Motosiklet kaldırıma yanaştı. Mustafa motosikletten indi.
"Bir gün mutlaka sana borcumu ödeyeceğim, dostum."
El sıkıştılar.
"Gerek yok. Kendini kurtar...Yaşadığıma şükrediyorum." Güldü, "Delisin sen, benden uzak dur."
"Aptallıklarımdan dolayı bana karşı kalbinde kötü bir şey var mı? Ufacık kötü bir iz bile."
Mustafa dostça gülümsedi: "Dert etme. Sen iyi birisin. İyi bir enerji var sende. İyi enerji çok önemlidir."
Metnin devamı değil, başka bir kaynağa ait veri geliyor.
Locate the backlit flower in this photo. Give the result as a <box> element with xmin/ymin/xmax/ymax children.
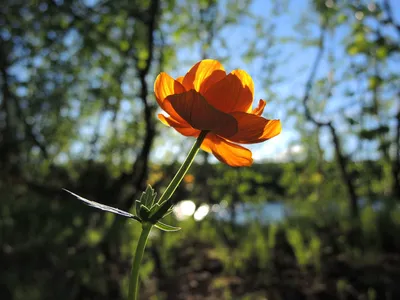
<box><xmin>154</xmin><ymin>59</ymin><xmax>281</xmax><ymax>166</ymax></box>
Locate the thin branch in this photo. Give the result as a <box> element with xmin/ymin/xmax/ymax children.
<box><xmin>303</xmin><ymin>23</ymin><xmax>359</xmax><ymax>218</ymax></box>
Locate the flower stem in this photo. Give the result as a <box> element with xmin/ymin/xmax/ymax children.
<box><xmin>151</xmin><ymin>131</ymin><xmax>208</xmax><ymax>220</ymax></box>
<box><xmin>128</xmin><ymin>131</ymin><xmax>208</xmax><ymax>300</ymax></box>
<box><xmin>128</xmin><ymin>223</ymin><xmax>153</xmax><ymax>300</ymax></box>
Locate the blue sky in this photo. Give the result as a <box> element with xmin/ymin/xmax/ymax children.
<box><xmin>153</xmin><ymin>0</ymin><xmax>400</xmax><ymax>164</ymax></box>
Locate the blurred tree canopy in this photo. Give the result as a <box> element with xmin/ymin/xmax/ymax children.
<box><xmin>0</xmin><ymin>0</ymin><xmax>400</xmax><ymax>300</ymax></box>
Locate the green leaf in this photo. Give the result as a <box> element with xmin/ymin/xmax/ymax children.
<box><xmin>139</xmin><ymin>185</ymin><xmax>157</xmax><ymax>208</ymax></box>
<box><xmin>154</xmin><ymin>221</ymin><xmax>181</xmax><ymax>231</ymax></box>
<box><xmin>135</xmin><ymin>200</ymin><xmax>141</xmax><ymax>215</ymax></box>
<box><xmin>139</xmin><ymin>204</ymin><xmax>150</xmax><ymax>221</ymax></box>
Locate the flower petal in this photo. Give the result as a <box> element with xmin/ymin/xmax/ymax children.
<box><xmin>158</xmin><ymin>114</ymin><xmax>200</xmax><ymax>137</ymax></box>
<box><xmin>203</xmin><ymin>70</ymin><xmax>254</xmax><ymax>113</ymax></box>
<box><xmin>229</xmin><ymin>112</ymin><xmax>282</xmax><ymax>144</ymax></box>
<box><xmin>182</xmin><ymin>59</ymin><xmax>226</xmax><ymax>94</ymax></box>
<box><xmin>175</xmin><ymin>76</ymin><xmax>185</xmax><ymax>84</ymax></box>
<box><xmin>165</xmin><ymin>90</ymin><xmax>237</xmax><ymax>137</ymax></box>
<box><xmin>201</xmin><ymin>133</ymin><xmax>253</xmax><ymax>167</ymax></box>
<box><xmin>154</xmin><ymin>72</ymin><xmax>186</xmax><ymax>109</ymax></box>
<box><xmin>251</xmin><ymin>99</ymin><xmax>267</xmax><ymax>116</ymax></box>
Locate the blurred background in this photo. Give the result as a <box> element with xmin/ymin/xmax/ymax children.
<box><xmin>0</xmin><ymin>0</ymin><xmax>400</xmax><ymax>300</ymax></box>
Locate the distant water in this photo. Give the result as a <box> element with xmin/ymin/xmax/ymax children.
<box><xmin>214</xmin><ymin>202</ymin><xmax>287</xmax><ymax>224</ymax></box>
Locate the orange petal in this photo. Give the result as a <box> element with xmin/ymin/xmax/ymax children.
<box><xmin>203</xmin><ymin>70</ymin><xmax>254</xmax><ymax>113</ymax></box>
<box><xmin>158</xmin><ymin>114</ymin><xmax>200</xmax><ymax>137</ymax></box>
<box><xmin>182</xmin><ymin>59</ymin><xmax>226</xmax><ymax>94</ymax></box>
<box><xmin>251</xmin><ymin>99</ymin><xmax>267</xmax><ymax>116</ymax></box>
<box><xmin>165</xmin><ymin>90</ymin><xmax>237</xmax><ymax>137</ymax></box>
<box><xmin>201</xmin><ymin>133</ymin><xmax>253</xmax><ymax>167</ymax></box>
<box><xmin>229</xmin><ymin>112</ymin><xmax>282</xmax><ymax>144</ymax></box>
<box><xmin>154</xmin><ymin>72</ymin><xmax>186</xmax><ymax>109</ymax></box>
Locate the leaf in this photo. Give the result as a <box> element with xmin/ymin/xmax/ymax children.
<box><xmin>63</xmin><ymin>189</ymin><xmax>140</xmax><ymax>222</ymax></box>
<box><xmin>139</xmin><ymin>185</ymin><xmax>157</xmax><ymax>207</ymax></box>
<box><xmin>154</xmin><ymin>221</ymin><xmax>181</xmax><ymax>231</ymax></box>
<box><xmin>139</xmin><ymin>204</ymin><xmax>150</xmax><ymax>221</ymax></box>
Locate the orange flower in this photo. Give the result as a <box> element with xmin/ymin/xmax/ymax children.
<box><xmin>154</xmin><ymin>59</ymin><xmax>281</xmax><ymax>166</ymax></box>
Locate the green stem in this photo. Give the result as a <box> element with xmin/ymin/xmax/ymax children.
<box><xmin>150</xmin><ymin>131</ymin><xmax>208</xmax><ymax>220</ymax></box>
<box><xmin>128</xmin><ymin>223</ymin><xmax>153</xmax><ymax>300</ymax></box>
<box><xmin>128</xmin><ymin>131</ymin><xmax>208</xmax><ymax>300</ymax></box>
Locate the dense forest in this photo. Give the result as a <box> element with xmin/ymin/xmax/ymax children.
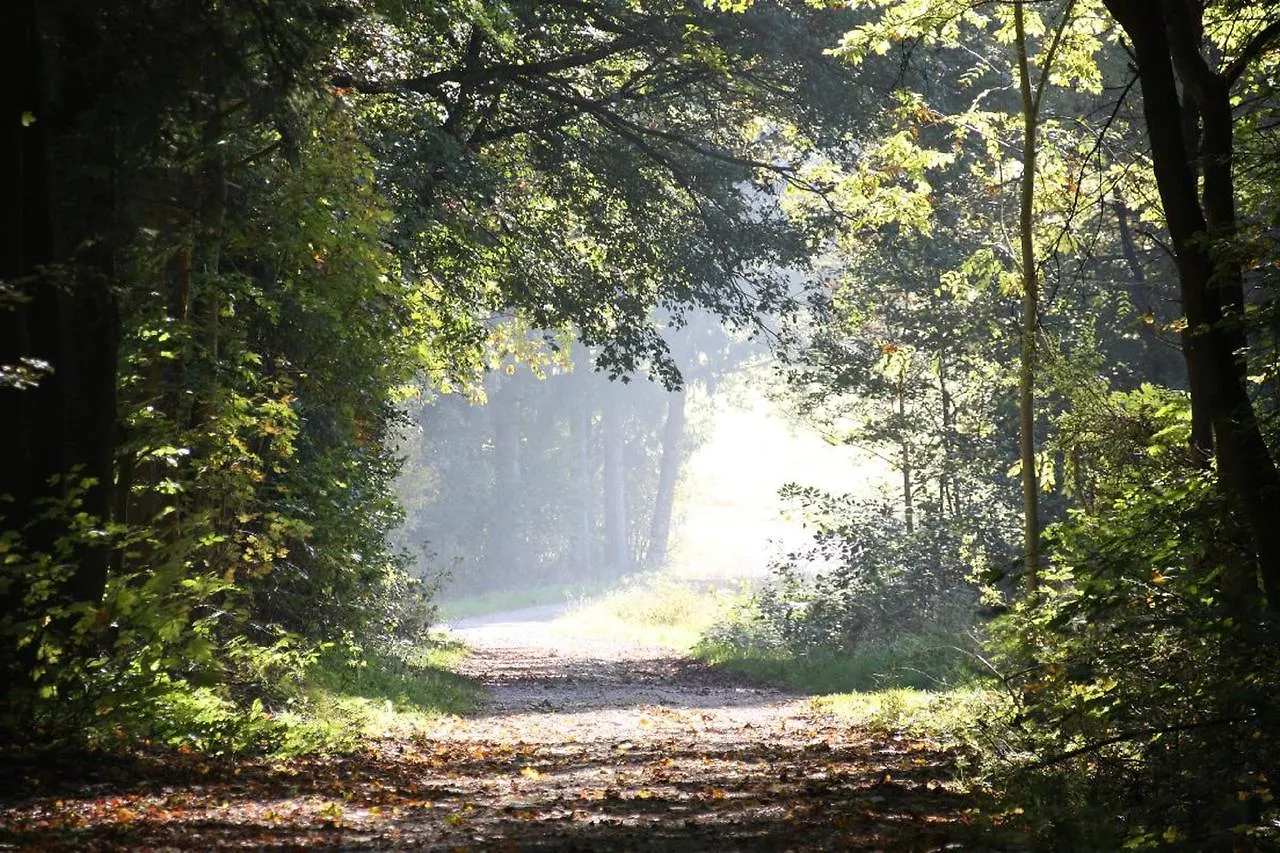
<box><xmin>0</xmin><ymin>0</ymin><xmax>1280</xmax><ymax>849</ymax></box>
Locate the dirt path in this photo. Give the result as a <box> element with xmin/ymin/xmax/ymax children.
<box><xmin>0</xmin><ymin>613</ymin><xmax>1005</xmax><ymax>853</ymax></box>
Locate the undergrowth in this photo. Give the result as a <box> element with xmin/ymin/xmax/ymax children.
<box><xmin>76</xmin><ymin>643</ymin><xmax>479</xmax><ymax>757</ymax></box>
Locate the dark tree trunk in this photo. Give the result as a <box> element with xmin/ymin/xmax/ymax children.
<box><xmin>645</xmin><ymin>391</ymin><xmax>685</xmax><ymax>569</ymax></box>
<box><xmin>1106</xmin><ymin>0</ymin><xmax>1280</xmax><ymax>610</ymax></box>
<box><xmin>0</xmin><ymin>0</ymin><xmax>119</xmax><ymax>617</ymax></box>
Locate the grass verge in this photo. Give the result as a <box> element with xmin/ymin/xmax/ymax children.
<box><xmin>433</xmin><ymin>583</ymin><xmax>608</xmax><ymax>622</ymax></box>
<box><xmin>558</xmin><ymin>574</ymin><xmax>742</xmax><ymax>651</ymax></box>
<box><xmin>694</xmin><ymin>635</ymin><xmax>973</xmax><ymax>694</ymax></box>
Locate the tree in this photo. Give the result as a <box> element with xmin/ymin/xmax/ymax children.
<box><xmin>1106</xmin><ymin>0</ymin><xmax>1280</xmax><ymax>610</ymax></box>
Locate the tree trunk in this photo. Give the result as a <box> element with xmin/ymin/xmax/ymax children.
<box><xmin>1014</xmin><ymin>3</ymin><xmax>1039</xmax><ymax>590</ymax></box>
<box><xmin>600</xmin><ymin>388</ymin><xmax>631</xmax><ymax>575</ymax></box>
<box><xmin>568</xmin><ymin>383</ymin><xmax>595</xmax><ymax>579</ymax></box>
<box><xmin>645</xmin><ymin>391</ymin><xmax>685</xmax><ymax>570</ymax></box>
<box><xmin>1107</xmin><ymin>0</ymin><xmax>1280</xmax><ymax>611</ymax></box>
<box><xmin>489</xmin><ymin>382</ymin><xmax>532</xmax><ymax>580</ymax></box>
<box><xmin>0</xmin><ymin>0</ymin><xmax>119</xmax><ymax>617</ymax></box>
Cemil'in gözlerinden bir çift yaş düştü: "Gerçekten mi?"
"Evet."
"Bunu ilk kez söyledi biri bana."
"Sana bol şans dilerim" dedi, Mustafa bastı, gidiyordu. Ağlamamak için kendini tutuyordu. Geri dönmeyi düşünüyordu. Hani insan bazen ileri gider, gitmek ister de kalbi geri koşardı, işte öyle zor bir dramatik pençeye kapılmıştı. Dayanamadı. Koşarak geri döndü: "Kalacak bir yer bulmak lazım sana. Aklıma da bir yer gelmiyor ki. Yavru kedi ya da köpek olsan seni eve götürürdüm ama. Koca adamsın."
Cemil güldü, daha da duygusallaştı, koyverdi kendini: "Beni kalbimden vurdun. Umursama beni, git evine. Unut beni. Başımın çaresine bakarım."
Kaldrımın kenarına oturdu. Poşetten bir bira çıkarıp lıkır lıkır içti.
Bu sırada motorla yoldan geçen Ali başını uzattı, biraları görmüştü. Bedavacı, otlakçı bir tavrı her zaman vardı, ceplerinde tomar topar para olsa da kendine engel olamazdı.
Yanaştı: "Oooo beyler, muhabbet var, ha? Bana yok mu bira?"
Cemil, bir bira uzattı.
"Teşekkür ederim. Arkadaşını sevdim Mustafa. Baba adam. Nerden buldun onu?"
"Buralarda kalacak yer var mı arkadaş? Başımı sokacak bir yer lazım bana."
"Baba, hiç sorun değil. Hallederiz" dedi Ali, birayı açıp birkaç yudum içti: "Demek öyle. Ne iş yapıyorsun?"
"Yakında bir şirket kuracağım."
"Ne şirketi?"
"Mezar işleri genel olarak. Tabut imalat, mezar taşı tasarım, defin işleri anlayacağın. Yurt dışına tabut satacağım. Bir de limuzin yaptırıyorum, evlilik törenlerinde çiftlere kiraya vermek için. İlerde birbirini öldürürseler defin işini de yapacağım. Her halde para kazanmanın yolu vardır. İnsan yeter ki azimli ve yatatıcı fikirlerle dolu olsun."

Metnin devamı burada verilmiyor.